Une hausse de 11% des ventes

Selon les données de marché que Challenges a pu se procurer, les ventes sont en hausse de 8% en volume et de 11% en valeur sur le marché français, sur les six premiers mois de l’année dans la grande distribution (hypers, supers, hard discount et drives). Une divine surprise pour les deux groupes leaders en France Kronenbourg-Carlsberg et Heineken car le marché de la bière était plutôt en retrait depuis plusieurs années. L’année 2013 a même été marquée par une forte baisse des ventes, en raison de la hausse des taxes, décidée par le gouvernement.

Mais aujourd’hui, cette méforme semble quasiment oubliée tant la saison commence bien. « On s’attend à une année record, si on reste sur la tendance actuelle », se réjouit un professionnel. Il est encore très tôt pour évaluer l’impact réel des soirées de football sur les ventes mais à en croire les brasseurs, l’effet mondial ne pourra que confirmer la très bonne santé du marché. Les mois d’avril et de mai se sont caractérisés par une météo très favorable, avec plusieurs journées record en terme de température et d’ensoleillement et, encore plus de jours au-dessus des moyennes saisonnières.

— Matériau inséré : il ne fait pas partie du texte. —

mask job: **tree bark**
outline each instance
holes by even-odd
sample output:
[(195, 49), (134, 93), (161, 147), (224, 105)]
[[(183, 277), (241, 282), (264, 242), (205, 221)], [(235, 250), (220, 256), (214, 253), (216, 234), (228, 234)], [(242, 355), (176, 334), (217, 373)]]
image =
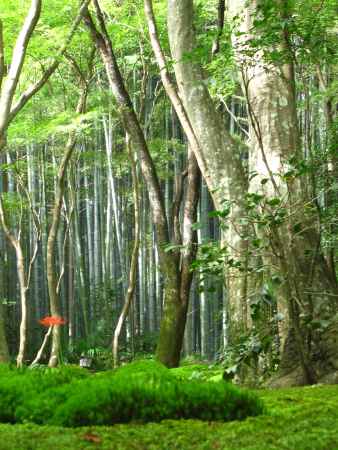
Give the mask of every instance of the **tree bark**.
[[(226, 282), (232, 324), (229, 334), (235, 338), (244, 328), (242, 311), (248, 298), (246, 275), (232, 264), (239, 263), (241, 268), (246, 266), (247, 242), (242, 236), (247, 230), (240, 219), (246, 215), (247, 181), (241, 147), (226, 131), (208, 92), (206, 75), (193, 57), (196, 49), (193, 11), (192, 0), (168, 1), (169, 42), (180, 97), (199, 143), (199, 153), (195, 154), (203, 178), (216, 209), (224, 210), (225, 202), (230, 205), (222, 246), (226, 246), (228, 254)], [(192, 150), (195, 152), (195, 147), (192, 146)]]
[[(292, 376), (286, 377), (287, 383), (313, 383), (323, 374), (324, 366), (325, 370), (338, 368), (337, 349), (332, 339), (327, 339), (328, 330), (316, 335), (301, 317), (314, 320), (325, 317), (328, 311), (329, 315), (335, 314), (337, 286), (322, 254), (319, 220), (306, 179), (288, 175), (292, 166), (301, 161), (302, 151), (287, 27), (280, 32), (279, 50), (284, 60), (281, 64), (267, 60), (265, 52), (270, 49), (257, 49), (254, 57), (246, 52), (250, 39), (256, 37), (252, 33), (257, 5), (256, 1), (229, 2), (230, 14), (241, 18), (240, 33), (234, 33), (233, 45), (250, 118), (249, 170), (256, 176), (249, 191), (262, 195), (263, 200), (257, 206), (261, 217), (282, 209), (287, 211), (280, 224), (270, 222), (257, 228), (257, 234), (269, 244), (269, 250), (263, 253), (263, 260), (270, 267), (267, 276), (275, 273), (282, 277), (277, 291), (278, 307), (285, 316), (281, 371), (294, 374), (293, 380)], [(289, 14), (286, 2), (277, 2), (275, 6), (280, 19), (285, 19)], [(256, 33), (259, 35), (259, 31)], [(277, 208), (269, 203), (275, 199)], [(335, 322), (331, 331), (337, 331)], [(322, 353), (321, 368), (313, 360), (318, 351)]]
[[(13, 246), (16, 254), (16, 264), (17, 264), (17, 275), (19, 280), (19, 290), (20, 290), (20, 306), (21, 306), (21, 321), (20, 321), (20, 339), (19, 339), (19, 352), (16, 358), (17, 367), (22, 367), (24, 364), (24, 358), (26, 354), (26, 347), (27, 347), (27, 291), (28, 291), (28, 285), (29, 285), (29, 278), (30, 275), (26, 276), (25, 271), (25, 258), (21, 246), (20, 241), (20, 235), (21, 235), (21, 225), (19, 229), (19, 237), (16, 237), (11, 230), (9, 229), (9, 226), (7, 224), (7, 218), (5, 214), (5, 210), (2, 203), (2, 197), (0, 195), (0, 222), (1, 226), (4, 230), (4, 233), (6, 235), (6, 238), (10, 242), (10, 244)], [(20, 220), (21, 222), (21, 220)], [(36, 256), (33, 254), (33, 259), (30, 263), (34, 262)]]
[[(113, 52), (112, 43), (105, 27), (102, 11), (97, 0), (94, 0), (94, 6), (96, 8), (100, 31), (97, 30), (89, 12), (84, 16), (85, 24), (89, 28), (93, 42), (95, 42), (100, 52), (106, 68), (110, 88), (117, 102), (122, 123), (130, 136), (132, 146), (137, 152), (142, 175), (148, 189), (157, 234), (157, 248), (165, 288), (164, 313), (160, 326), (160, 338), (156, 355), (168, 367), (175, 367), (179, 364), (186, 315), (186, 303), (181, 304), (179, 254), (177, 252), (165, 251), (165, 246), (170, 243), (169, 230), (156, 169), (129, 94), (124, 86), (123, 78)], [(184, 285), (183, 291), (185, 289), (186, 284)]]
[[(90, 60), (89, 60), (89, 77), (91, 78), (91, 71), (92, 71), (92, 60), (93, 60), (93, 52), (91, 54)], [(76, 113), (81, 114), (84, 113), (86, 109), (86, 100), (88, 95), (88, 88), (89, 88), (89, 82), (82, 77), (80, 80), (81, 86), (81, 93), (80, 98), (78, 100), (78, 104), (76, 107)], [(60, 308), (60, 299), (58, 295), (57, 290), (57, 276), (56, 276), (56, 269), (55, 269), (55, 246), (57, 241), (57, 233), (59, 229), (60, 224), (60, 214), (61, 214), (61, 207), (62, 207), (62, 201), (65, 191), (65, 181), (66, 181), (66, 174), (67, 174), (67, 168), (69, 165), (69, 162), (71, 160), (73, 150), (75, 148), (77, 139), (77, 133), (76, 130), (71, 131), (68, 141), (66, 144), (65, 153), (62, 157), (62, 161), (60, 163), (58, 176), (57, 176), (57, 184), (56, 184), (56, 193), (55, 193), (55, 200), (52, 210), (52, 221), (49, 228), (48, 238), (47, 238), (47, 281), (48, 281), (48, 293), (49, 293), (49, 302), (50, 302), (50, 311), (52, 316), (55, 317), (61, 317), (61, 308)], [(59, 362), (59, 354), (60, 354), (60, 345), (61, 345), (61, 334), (60, 334), (60, 325), (55, 325), (53, 327), (53, 334), (52, 334), (52, 349), (51, 349), (51, 355), (49, 358), (48, 365), (50, 367), (56, 367)]]
[[(0, 142), (5, 139), (5, 132), (9, 123), (14, 94), (19, 82), (22, 66), (26, 56), (28, 43), (38, 23), (41, 13), (41, 0), (32, 0), (23, 26), (20, 30), (15, 47), (13, 49), (12, 61), (8, 75), (4, 80), (0, 97)], [(1, 39), (2, 40), (2, 39)], [(3, 72), (3, 71), (2, 71)]]
[(137, 169), (135, 163), (135, 156), (133, 154), (132, 148), (129, 143), (129, 137), (126, 137), (126, 146), (128, 149), (128, 156), (131, 166), (131, 173), (133, 179), (133, 200), (134, 200), (134, 245), (131, 255), (130, 268), (129, 268), (129, 281), (128, 288), (126, 291), (126, 296), (124, 300), (124, 305), (121, 314), (118, 318), (117, 325), (114, 331), (113, 339), (113, 363), (114, 367), (118, 365), (118, 345), (119, 337), (123, 324), (128, 316), (130, 305), (133, 301), (134, 291), (136, 287), (136, 275), (137, 275), (137, 259), (140, 246), (140, 193), (139, 193), (139, 182), (137, 177)]
[(5, 332), (4, 308), (0, 299), (0, 363), (9, 362), (9, 352)]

Chaque degré de température franchi se voit sur les ventes

Comme le confie un spécialiste : « on verra bien ce que donne le football mais on sait parfaitement et depuis longtemps quel est l’effet sur les ventes de chaque degré de température franchi au-dessus de 25° ». Ce ratio connu des seuls professionnels, s’est toujours vérifié et correspond à plusieurs milliers d’hectolitres de bière vendus par degré de température. Si l’on peine à mesurer l’effet d’une grande compétition comme le mondial sur les ventes, on sait très bien en revanche que la météo agit pour 50% dans l’orientation du marché.

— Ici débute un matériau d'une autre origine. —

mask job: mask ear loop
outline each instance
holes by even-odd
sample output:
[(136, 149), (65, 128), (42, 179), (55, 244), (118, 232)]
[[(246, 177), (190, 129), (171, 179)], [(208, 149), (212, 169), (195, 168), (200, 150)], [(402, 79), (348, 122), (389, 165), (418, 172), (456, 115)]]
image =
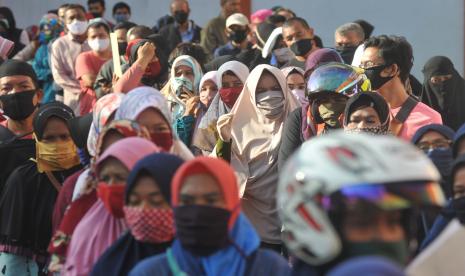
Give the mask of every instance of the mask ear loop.
[[(238, 203), (238, 204), (231, 210), (231, 217), (229, 218), (228, 225), (231, 224), (232, 219), (234, 218), (234, 217), (232, 216), (232, 214), (236, 214), (236, 212), (239, 212), (240, 207), (241, 207), (241, 205), (240, 205), (240, 203)], [(239, 215), (240, 215), (240, 214), (239, 214)], [(239, 215), (238, 215), (238, 216), (239, 216)], [(238, 216), (235, 217), (235, 218), (236, 218), (236, 221), (237, 221), (237, 217), (238, 217)], [(233, 225), (232, 225), (232, 226), (233, 226)], [(232, 227), (231, 227), (231, 228), (232, 228)], [(242, 250), (242, 248), (240, 248), (239, 245), (237, 245), (236, 242), (235, 242), (233, 239), (231, 239), (231, 236), (229, 235), (229, 232), (230, 232), (230, 231), (228, 231), (228, 241), (229, 241), (229, 243), (237, 250), (237, 252), (239, 252), (239, 254), (241, 255), (242, 258), (247, 259), (247, 255), (245, 254), (244, 250)]]

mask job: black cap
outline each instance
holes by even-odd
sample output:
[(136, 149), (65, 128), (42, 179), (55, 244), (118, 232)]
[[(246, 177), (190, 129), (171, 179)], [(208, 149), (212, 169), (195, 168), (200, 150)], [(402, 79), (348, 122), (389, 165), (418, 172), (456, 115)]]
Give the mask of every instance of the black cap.
[(3, 62), (0, 66), (0, 78), (11, 76), (28, 76), (34, 82), (36, 88), (39, 88), (36, 72), (27, 62), (15, 59), (9, 59)]

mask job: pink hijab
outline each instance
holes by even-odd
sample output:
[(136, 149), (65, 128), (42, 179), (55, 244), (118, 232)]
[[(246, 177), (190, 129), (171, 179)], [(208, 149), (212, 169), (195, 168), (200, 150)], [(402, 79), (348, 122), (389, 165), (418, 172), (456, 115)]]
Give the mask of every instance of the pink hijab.
[[(160, 148), (146, 139), (140, 137), (125, 138), (105, 150), (97, 160), (97, 171), (98, 165), (108, 157), (118, 159), (128, 170), (131, 170), (137, 161), (156, 152), (160, 152)], [(89, 275), (100, 256), (126, 228), (124, 219), (112, 216), (102, 201), (97, 200), (74, 231), (66, 264), (62, 271), (63, 275)]]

Une partie de cette bonne santé du marché de la bière s’explique aussi par les multiples initiatives des grands groupes pour séduire de nouvelles catégories de clients : bières aromatisées, bières sans alcool, nouveaux formats… Le métier de brasseur procure d’excellentes marges et permet d’investir massivement dans le marketing et l’innovation. La guerre totale que les deux géants français (Heineken et Kronenbourg) se livrent au coude à coude depuis une dizaine d’années s’est caractérisée par un déploiement inédit d’investissement dans le marketing. Si bien que ce marché arrivé à maturité s’est transformé en un marché de l’offre, guidé par une surenchère de l’innovation et une baisse des prix, encouragée par la grande distribution où se font 70% des ventes de bière.

Budweiser en embuscade

Fort logiquement, les consommateurs ont fini par se laisser séduire. Et les oriflammes et vitrophanies déployés par les grandes marques (1664, Carlsberg et Heineken) sur les devantures des cafés et brasseries chaque soir de match ne sont qu’une partie de la débauche de marketing des géants de la bière.

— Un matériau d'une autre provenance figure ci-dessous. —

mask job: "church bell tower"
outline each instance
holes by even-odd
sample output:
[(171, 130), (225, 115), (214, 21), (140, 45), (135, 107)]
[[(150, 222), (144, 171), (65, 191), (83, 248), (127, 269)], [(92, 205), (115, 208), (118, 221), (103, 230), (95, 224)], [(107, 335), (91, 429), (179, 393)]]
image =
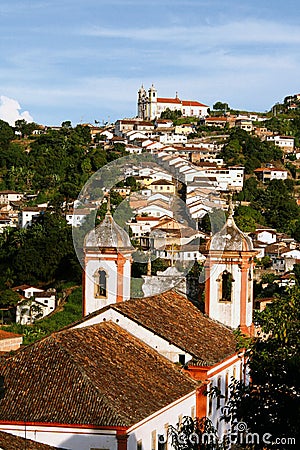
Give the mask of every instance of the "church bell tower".
[(235, 224), (230, 202), (223, 228), (212, 236), (205, 262), (205, 313), (250, 335), (253, 328), (253, 266), (251, 239)]
[(128, 234), (112, 217), (108, 199), (103, 222), (84, 239), (83, 316), (130, 298), (133, 250)]

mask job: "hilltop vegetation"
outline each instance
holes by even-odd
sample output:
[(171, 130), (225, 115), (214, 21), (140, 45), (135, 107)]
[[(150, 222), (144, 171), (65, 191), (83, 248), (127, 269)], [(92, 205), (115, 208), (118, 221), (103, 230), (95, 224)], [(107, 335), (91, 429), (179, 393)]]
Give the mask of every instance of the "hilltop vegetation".
[(37, 202), (74, 200), (96, 170), (126, 154), (120, 144), (110, 151), (101, 141), (94, 144), (88, 126), (62, 125), (31, 135), (24, 146), (14, 128), (0, 120), (0, 190), (38, 193)]

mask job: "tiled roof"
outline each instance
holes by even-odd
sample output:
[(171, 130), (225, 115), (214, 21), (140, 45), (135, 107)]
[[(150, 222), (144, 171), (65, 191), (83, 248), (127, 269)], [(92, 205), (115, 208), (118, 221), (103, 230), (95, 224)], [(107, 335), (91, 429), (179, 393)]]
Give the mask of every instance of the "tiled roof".
[(156, 180), (151, 183), (151, 186), (161, 186), (161, 185), (174, 186), (174, 183), (168, 180)]
[(0, 330), (0, 341), (4, 339), (14, 339), (21, 337), (21, 334), (11, 333), (10, 331)]
[(2, 361), (0, 373), (0, 423), (126, 427), (197, 386), (112, 322), (54, 333)]
[(205, 122), (227, 122), (227, 117), (206, 117)]
[(200, 103), (200, 102), (195, 102), (194, 100), (182, 100), (181, 103), (183, 106), (205, 106), (205, 107), (207, 107), (207, 105), (204, 105), (203, 103)]
[(111, 307), (190, 353), (203, 365), (215, 364), (235, 353), (232, 330), (202, 314), (174, 291)]
[(24, 439), (13, 434), (4, 433), (0, 431), (0, 448), (1, 450), (57, 450), (57, 447), (52, 447), (40, 442), (34, 442), (31, 439)]
[(179, 100), (178, 97), (176, 98), (166, 98), (166, 97), (158, 97), (157, 103), (181, 103), (181, 100)]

De ce côté-là c’est d’ailleurs un troisième larron qui pourrait le mieux surfer sur l’événement : le groupe belgo-américano-brésilien Ab Inbev, propriétaire de la marque Budweiser, partenaire officiel de la compétition. Bien que numéro un de la bière au niveau mondial, ce groupe peine à exister en France derrière les deux rivaux Heineken et Kronenbourg-Carslberg, qui possèdent l’un comme l’autre un portefeuille de marques très large afin de capter toutes les catégories de consommateurs. AB Inbev, le plus brésilien des géants de la bière, profite ainsi du Mondial pour tenter d’imposer sa plus grande marque Budweiser en France.

Jusque là connue comme une bière américaine, la fameuse Bud, bière fétiche des spectateurs de baseball, compte sur le football à l’européenne pour s’imposer sur le Vieux Continent.